São João, São João, reacenda a fogueira

por Appio Ribeiro

20.06.2020

(O importante não é o lugar, mas o que acontece nele.

Cada avenida, cada rua, cada beco da cidade foi testemunha de acontecimentos que fizeram a história de muita gente. Inclusive da sua.

Este é um pedaço da minha.)


Os junhos atuais são diferentes dos junhos da minha infância. As noites eram frias, como as de hoje. Talvez mais frias por causa da garoa frequente. Aquela névoa caía sobre São Paulo com a noite, encobria o céu, e formava um halo em torno das lâmpadas amareladas das ruas. Hoje São Paulo não tem mais garoa, embora ainda tenha junhos, e o céu seja o mesmo.
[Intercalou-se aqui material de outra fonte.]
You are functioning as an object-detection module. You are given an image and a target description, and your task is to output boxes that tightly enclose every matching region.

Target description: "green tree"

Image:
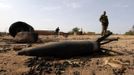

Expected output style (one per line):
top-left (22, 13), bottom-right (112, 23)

top-left (72, 27), bottom-right (80, 33)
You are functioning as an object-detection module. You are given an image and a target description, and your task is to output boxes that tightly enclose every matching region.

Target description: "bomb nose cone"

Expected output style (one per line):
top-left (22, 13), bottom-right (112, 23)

top-left (18, 51), bottom-right (24, 55)
top-left (18, 50), bottom-right (29, 55)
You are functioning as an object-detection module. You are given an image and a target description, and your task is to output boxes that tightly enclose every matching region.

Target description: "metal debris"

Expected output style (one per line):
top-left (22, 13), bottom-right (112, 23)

top-left (24, 57), bottom-right (88, 75)
top-left (9, 21), bottom-right (38, 43)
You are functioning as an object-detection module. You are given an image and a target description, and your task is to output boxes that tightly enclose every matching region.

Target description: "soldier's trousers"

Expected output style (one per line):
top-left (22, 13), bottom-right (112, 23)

top-left (101, 25), bottom-right (108, 36)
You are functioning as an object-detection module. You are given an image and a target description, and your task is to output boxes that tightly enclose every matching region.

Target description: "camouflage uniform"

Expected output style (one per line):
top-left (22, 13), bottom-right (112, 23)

top-left (100, 11), bottom-right (109, 36)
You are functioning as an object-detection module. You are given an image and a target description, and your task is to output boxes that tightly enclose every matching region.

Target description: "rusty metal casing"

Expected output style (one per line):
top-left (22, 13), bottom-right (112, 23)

top-left (18, 41), bottom-right (100, 58)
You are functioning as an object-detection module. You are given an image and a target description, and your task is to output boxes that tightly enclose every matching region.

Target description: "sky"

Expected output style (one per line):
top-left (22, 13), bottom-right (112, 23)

top-left (0, 0), bottom-right (134, 34)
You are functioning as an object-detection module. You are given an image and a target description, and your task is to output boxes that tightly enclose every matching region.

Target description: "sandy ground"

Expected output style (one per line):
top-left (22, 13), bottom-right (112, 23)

top-left (0, 34), bottom-right (134, 75)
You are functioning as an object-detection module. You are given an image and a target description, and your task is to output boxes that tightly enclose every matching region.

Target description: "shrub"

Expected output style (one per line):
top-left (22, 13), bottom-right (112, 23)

top-left (125, 30), bottom-right (134, 35)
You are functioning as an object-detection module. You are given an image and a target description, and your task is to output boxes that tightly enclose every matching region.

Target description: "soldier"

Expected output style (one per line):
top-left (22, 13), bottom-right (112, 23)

top-left (55, 27), bottom-right (60, 36)
top-left (99, 11), bottom-right (109, 36)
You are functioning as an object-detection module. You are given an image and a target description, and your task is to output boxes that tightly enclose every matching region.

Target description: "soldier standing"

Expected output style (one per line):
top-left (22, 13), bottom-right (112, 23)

top-left (55, 27), bottom-right (60, 36)
top-left (99, 11), bottom-right (109, 36)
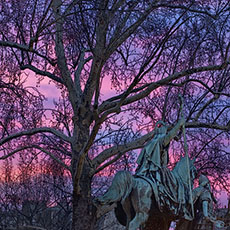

Mas naquela época o céu era de todos. Se a garoa encobria as estrelas, nem por isso o céu era apagado. Ficava coalhado de luzes, maiores e menores, movendo-se na mesma ou em diferentes direções, com tonalidades variadas. Eram os balões. De perto, “em terra“, soltá-los era quase uma cerimônia. Depois de dias vendo meu pai cortar e colar folhas de papel de seda, num arranjo de formas e cores, por fim chegava o dia de soltá-los. Depois da armação feita de arame e colada “na boca”, o balão estava pronto. Chegava a hora de preparar a tocha. Formada por tiras de saco de estopa enroladas em parafina e cera raladas era presa por arame na boca do balão. Com o cuidado de um artesão e a precisão de um cirurgião a tocha era umedecida com querosene, pois se tocasse no papel, adeus balão! Na hora de soltá-lo, cada um segurava uma das pontas, no ângulo em que unia as folhas. As crianças seguravam as pontas de baixo, os adultos as pontas de cima. O mais alto subia numa cadeira para segurar o pico. Mas enchê-lo de ar era manual: abanando com tampas de panela transformadas em leques. Até que, por fim, com o balão cheio, vinha o momento crítico: pôr fogo na tocha sem que o fogo atingisse as finas folhas de papel de seda. Meu pai era mestre nisso. O calor da chama terminava por insuflar o balão. Aí, numa sequência coordenada, meu pai ia ordenando a cada um soltar a ponta que segurava. E todo o balão se sustentava pela boca de arame, habilmente segurada pelas mãos seguras que sabiam – como não sei – o momento certo de dar o impulso e o balão assumir seu próprio destino. Palmas acompanhavam a emoção de ver aquele objeto iluminado subir aos céus, balançando, e a gente torcendo para que o balanço não o levasse a se incendiar. E ficar pensando: por onde e para onde irá o nosso balão? E quando se via um balão apagado caindo era aquele corre-corre para tentar pegar o balão. Inteiro.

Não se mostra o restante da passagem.